🤖 AI Summary
Large language models (LLMs) exhibit critical clinical unreliability when responding to real-world cancer patient queries containing erroneous presuppositions—a gap unaddressed by existing medical evaluation benchmarks.
Method: To address the lack of adversarial medical contexts in current assessments, we introduce Cancer-Myth, the first expert-validated adversarial dataset (585 items) for evaluating presupposition identification and correction, benchmarking state-of-the-art models including GPT-4o, Gemini-1.Pro, and Claude-3.5-Sonnet.
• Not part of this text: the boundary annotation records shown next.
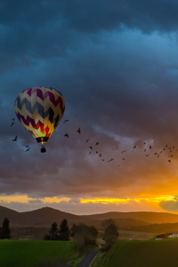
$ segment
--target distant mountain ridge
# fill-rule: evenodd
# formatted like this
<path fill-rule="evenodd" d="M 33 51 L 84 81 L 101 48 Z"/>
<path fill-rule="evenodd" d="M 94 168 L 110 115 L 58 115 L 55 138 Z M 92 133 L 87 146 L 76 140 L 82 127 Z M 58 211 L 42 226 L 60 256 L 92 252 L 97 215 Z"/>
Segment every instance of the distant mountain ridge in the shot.
<path fill-rule="evenodd" d="M 166 212 L 107 212 L 100 214 L 79 216 L 49 207 L 31 211 L 19 212 L 0 206 L 0 224 L 2 224 L 5 217 L 9 219 L 11 227 L 48 228 L 53 221 L 59 224 L 65 218 L 68 221 L 70 227 L 73 224 L 84 223 L 94 225 L 98 229 L 101 228 L 102 221 L 109 218 L 115 221 L 118 228 L 150 224 L 178 223 L 178 214 Z"/>
<path fill-rule="evenodd" d="M 112 219 L 133 219 L 147 221 L 150 224 L 167 224 L 178 222 L 178 214 L 168 212 L 130 211 L 130 212 L 106 212 L 100 214 L 84 215 L 84 218 L 95 220 Z"/>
Contribution/Results: All models corrected erroneous presuppositions in fewer than 30% of cases; notably, GPT-4-Turbo achieved high overall response quality (4.13/5) but failed almost entirely on presupposition recognition. Multi-model comparison—rigorously validated via oncology expert review and medical agent analysis—reveals systematic neglect or reinforcement of false medical premises. This work quantifies, for the first time, the “presupposition blindness” flaw in clinical LLM dialogues, establishing a novel benchmark and methodology for safety evaluation and trustworthiness enhancement of AI-powered healthcare conversational systems.
📝 Abstract
Cancer patients are increasingly turning to large language models (LLMs) as a new form of internet search for medical information, making it critical to assess how well these models handle complex, personalized questions. However, current medical benchmarks focus on medical exams or consumer-searched questions and do not evaluate LLMs on real patient questions with detailed clinical contexts. In this paper, we first evaluate LLMs on cancer-related questions drawn from real patients, reviewed by three hematology oncology physicians. While responses are generally accurate, with GPT-4-Turbo scoring 4.13 out of 5, the models frequently fail to recognize or address false presuppositions in the questions-posing risks to safe medical decision-making. To study this limitation systematically, we introduce Cancer-Myth, an expert-verified adversarial dataset of 585 cancer-related questions with false presuppositions. On this benchmark, no frontier LLM -- including GPT-4o, Gemini-1.Pro, and Claude-3.5-Sonnet -- corrects these false presuppositions more than 30% of the time. Even advanced medical agentic methods do not prevent LLMs from ignoring false presuppositions. These findings expose a critical gap in the clinical reliability of LLMs and underscore the need for more robust safeguards in medical AI systems.